There's an apparent periodicity to the decline; you can see the prices coming back up after the mid-December bottom, but to a lower peak.  This is an impressive drop, and probably a harbinger of bigger drops.

And the comments to that article are nothing but stupid sniping about whether the stupid party or the evil party is responsible.  I'm sure after the world has collapsed, they'll still be arguing over it. 

I think it's generally accepted that what will happen is that municipal debts will default, and states will start going bankrupt.  The Federal government backstops the bad debt for a while, but with debt already at 100% of GDP, that only lasts a little while, and then the defaults.  With the debt we have rolled up, there are essentially two options, default and inflation, aside from drastically cutting spending.  We're already trying inflation (bought gas or food lately?).  I can not imagine our congress-critters having the guts to cut spending.  Default is probably inevitable.  Business Insider ran a piece predicting this last summer. 

Along the way, expect states to start looking like third world banana republics.  Oh, wait.  That's started already

You may look at the presentation in that Jeff Gundlach piece and say, "Why should we collapse at debt of 100% of GDP when countries like Japan or Greece have so much more debt?"  None of these places are dynamic growing economies, or places you'd like to be, I bet.  Part of why they're afloat is that we're paying for some of their needs, like the defense of much of the EU and Japan.  Donald Sensing speculated on how we can know how much debt we can sustain and concluded we'll only know after the collapse. 

So has it started?  If that trend on the municipal bonds continues, I think it has.  We'll have to watch that and see what develops.


  1. I suspect it'll never be like it was again. This correction will likely result in a new paradigm. What that will look like is a mystery to me.

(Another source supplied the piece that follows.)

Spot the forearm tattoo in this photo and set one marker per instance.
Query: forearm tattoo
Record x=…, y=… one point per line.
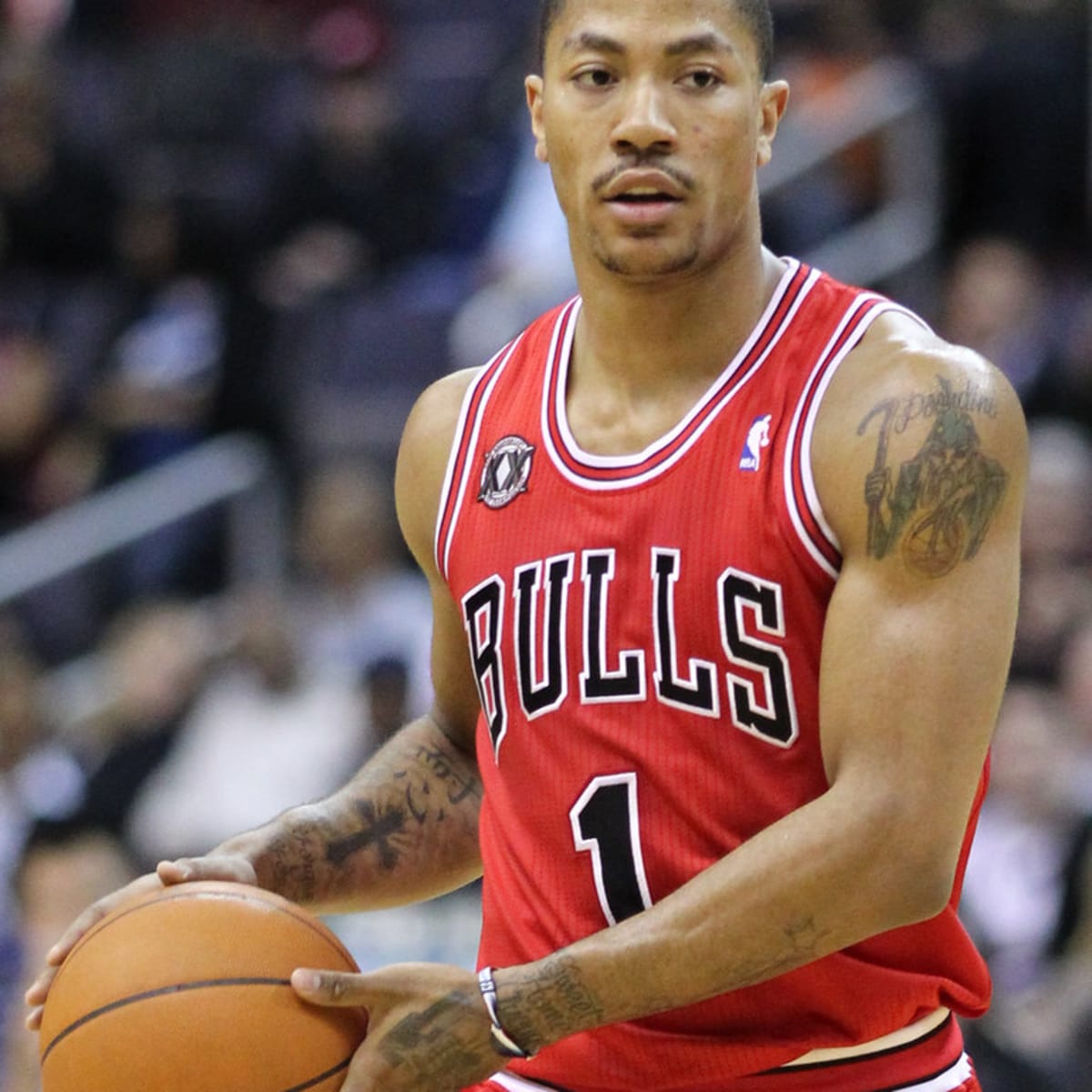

    The problems seem too nebulous for me to even comprehend. I know what I see on my street and it appears the slide has plenty of slope left. Politicians/bureaucrats are saying what they need to hoping to keep the lid on. How can they reconcile all the debt when asset value has evaporated or never really existed in the first place?

    This ride we're on looks mighty bumpy. I'm leaving my seat-belt on.

  2. I coined a new word, today. A first for me.

    The word is Democrazy.

    I'm sure that you will see the relevance to your article about societal decline.